Do Nurses at Arvin Post Acute Stick Around?

ARVIN POST ACUTE has a staff turnover rate of 40%, which is about average for California nursing homes (state average: 46%). Moderate turnover is common in nursing homes, but families should still ask about staff tenure and how the facility maintains care continuity when employees leave.
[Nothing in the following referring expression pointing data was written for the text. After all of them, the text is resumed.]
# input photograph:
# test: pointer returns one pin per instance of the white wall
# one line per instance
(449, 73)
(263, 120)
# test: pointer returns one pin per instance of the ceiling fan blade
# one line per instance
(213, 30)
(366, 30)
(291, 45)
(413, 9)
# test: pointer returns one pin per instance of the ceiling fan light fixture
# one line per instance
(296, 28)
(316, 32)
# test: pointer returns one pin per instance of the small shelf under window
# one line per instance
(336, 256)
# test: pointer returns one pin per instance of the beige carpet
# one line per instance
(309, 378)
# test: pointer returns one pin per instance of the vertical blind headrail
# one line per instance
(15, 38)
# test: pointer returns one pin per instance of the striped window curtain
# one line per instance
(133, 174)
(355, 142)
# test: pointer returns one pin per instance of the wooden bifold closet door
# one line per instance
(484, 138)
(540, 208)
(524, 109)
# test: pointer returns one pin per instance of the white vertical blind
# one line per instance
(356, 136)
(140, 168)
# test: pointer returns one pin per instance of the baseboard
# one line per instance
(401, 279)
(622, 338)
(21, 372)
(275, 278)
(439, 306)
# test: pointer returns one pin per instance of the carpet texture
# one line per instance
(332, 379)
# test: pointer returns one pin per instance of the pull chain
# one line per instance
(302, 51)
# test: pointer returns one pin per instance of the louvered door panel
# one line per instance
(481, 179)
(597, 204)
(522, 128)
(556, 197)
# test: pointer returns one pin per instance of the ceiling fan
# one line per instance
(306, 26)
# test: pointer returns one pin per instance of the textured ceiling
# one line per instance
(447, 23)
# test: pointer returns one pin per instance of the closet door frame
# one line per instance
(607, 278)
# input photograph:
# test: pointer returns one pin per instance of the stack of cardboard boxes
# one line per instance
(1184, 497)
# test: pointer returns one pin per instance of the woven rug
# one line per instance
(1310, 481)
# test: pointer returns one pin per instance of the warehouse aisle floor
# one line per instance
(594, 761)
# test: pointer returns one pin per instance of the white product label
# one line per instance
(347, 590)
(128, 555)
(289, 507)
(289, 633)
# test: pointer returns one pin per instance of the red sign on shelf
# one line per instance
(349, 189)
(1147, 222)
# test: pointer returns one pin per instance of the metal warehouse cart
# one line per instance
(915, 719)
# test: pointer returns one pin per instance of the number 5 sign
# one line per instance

Was Arvin Post Acute Ever Fined?

ARVIN POST ACUTE has been fined $77,675 across 2 penalty actions. This is above the California average of $33,856. Fines in this range indicate compliance issues significant enough for CMS to impose meaningful financial consequences. Common causes include delayed correction of deficiencies, repeat violations, or care failures affecting resident safety. Families should ask facility leadership what changes have been made since these penalties.

Is Arvin Post Acute on Any Federal Watch List?

ARVIN POST ACUTE is not on any federal watch list. The most significant is the Special Focus Facility (SFF) program, which identifies the bottom 1% of nursing homes nationally based on persistent, serious quality problems. Not being on this list means the facility has avoided the pattern of deficiencies that triggers enhanced federal oversight. This is a positive indicator, though families should still review the facility's inspection history directly.